I got the first clutch of eggs from my D. auratus Costa Rican green and blacks a couple of weeks ago which was really exciting. Unfortunately, they were eaten by someone in the tank the first night. I had five (two male, two female, and one unknown) in a 20 gal. terrarium so I knew it was a possibility and have since separated three from the breeding pair which I left in their home.

I had replied to an earlier post about time to maturity for the CR green and blacks and thought I would relay my experience. I picked up the males last march, so they were around 14 to 15 months old. I got the females (and the unknown) at the end of May last year, so they were 12 to 13 months old when they laid the first clutch.

My question is how often do these frogs usually lay eggs? I know it can be quite variable but am looking for ballpark times from your experience with auratus in general or CR green and blacks specifically.

Thanks,

Rick


----------



## porkchop48 (May 16, 2006)

I have a 2.2 group of CR green and black. I get about eggs once a week from therm. I noticed a decrease during the winter months ( my house gets a bit colder in the winter) but the last week they have been giving me eggs once a week them.
I think there is some egg eating going on because quite often I find gel and no eggs.


----------



## slipperheads (Oct 17, 2007)

It was most likely the female who ate them. If you can tell who the female was who laid the egg, you should remove the other(s) so you can get a successful batch next time  .

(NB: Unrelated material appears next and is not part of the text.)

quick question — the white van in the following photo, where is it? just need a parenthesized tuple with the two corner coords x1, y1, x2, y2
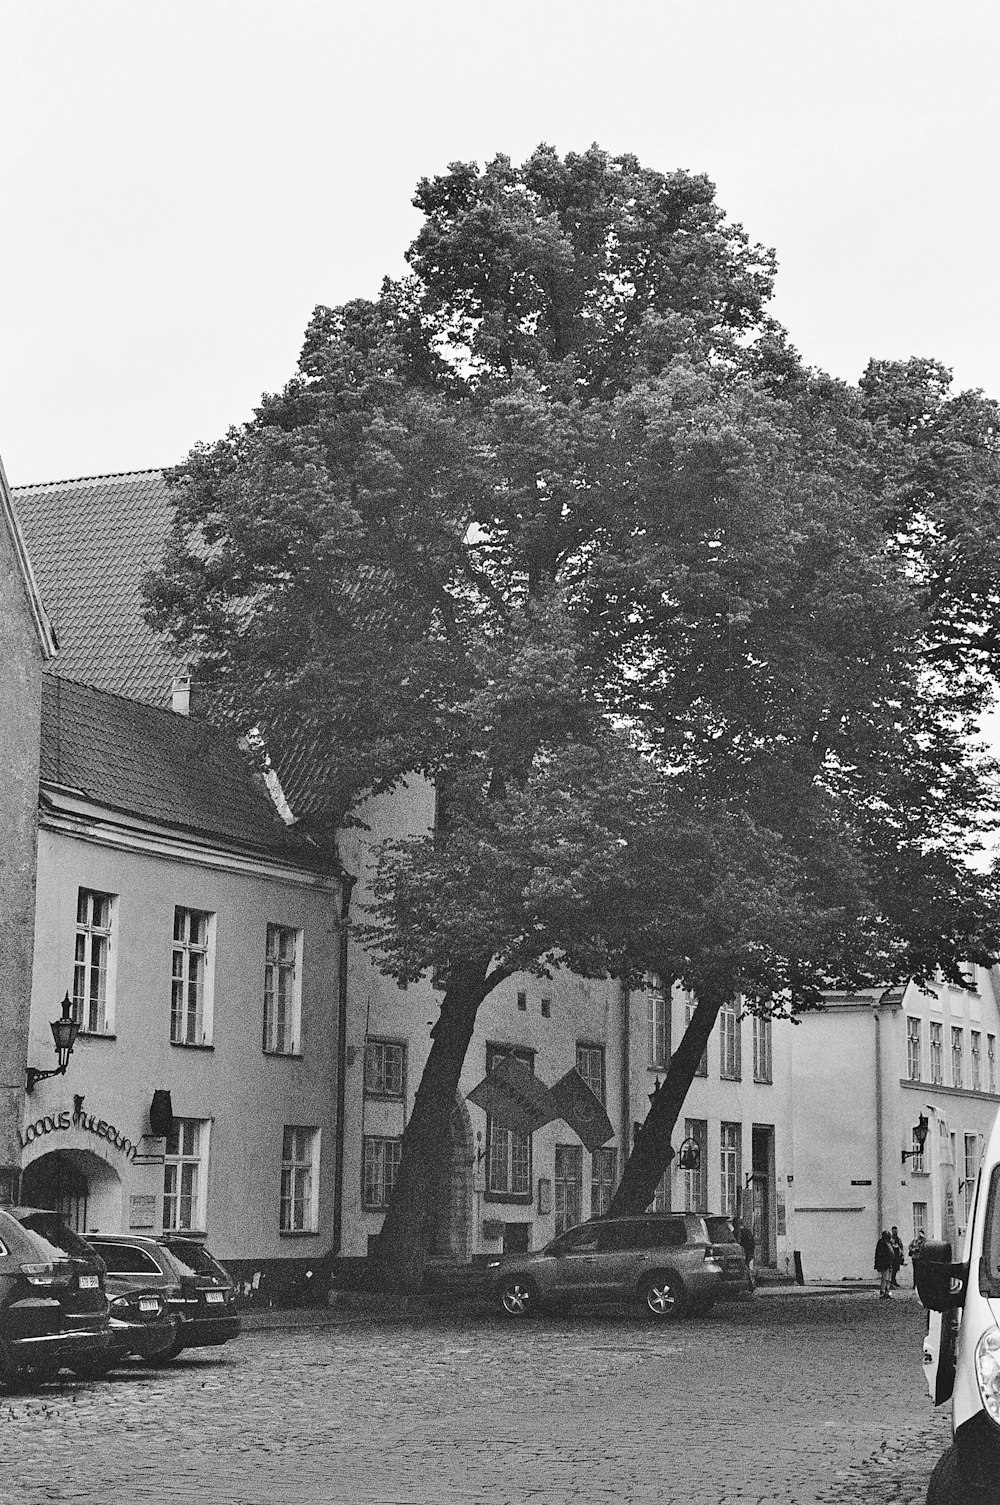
(919, 1100, 1000, 1503)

How long have you owned yours for?

Regards,
William


----------



## Rick H. (Feb 22, 2007)

That's exactly what I did. The pair courted most of the day before laying the eggs so I know exactly which male and female they were. I left those two alone and moved the other three to another terrarium. It has been two weeks now and they haven't laid another clutch, but hopefully will anytime now.

I have had the males for a year and females for about 10 months.

Cristy, what size tank do you have your group in?

Rick


----------



## slipperheads (Oct 17, 2007)

Good deal  . Post pictures when the others come. I just bought a trio of jevie panamanian auratus and had a few questions. 

1)How old do you reckon they will need to be for mating? 
2)What temperatures do yours prefer when they call?

Thanks and goodluck,
William


----------



## Rick H. (Feb 22, 2007)

My males were 14-15 months old and the females were 12-13 months when I got the first clutch. I assume that had they all been the same age breeding would have begun sooner since I heard the males start calling when they were around 12-13 months old. The previous thread I was referring to has observed dates of maturity from others which if I remember correctly range from 8 to 18 months out of the water.

I am keeping them between 74 degrees (night) and 80 degrees (day). I tried lowering the temps. earlier this winter and the frogs didn't seem as active; but I didn't leave them at the lower temps. very long so they may have just been reacting to the change. I have read in several places that D. auratus prefers slightly higher temps. than other species.

Rick


----------



## slipperheads (Oct 17, 2007)

Thanks for the information; I recently bought mine 2-3months OTW and now must wait 6-7months till I can even start praying for calls! Goodluck with yours.

Best,
William


----------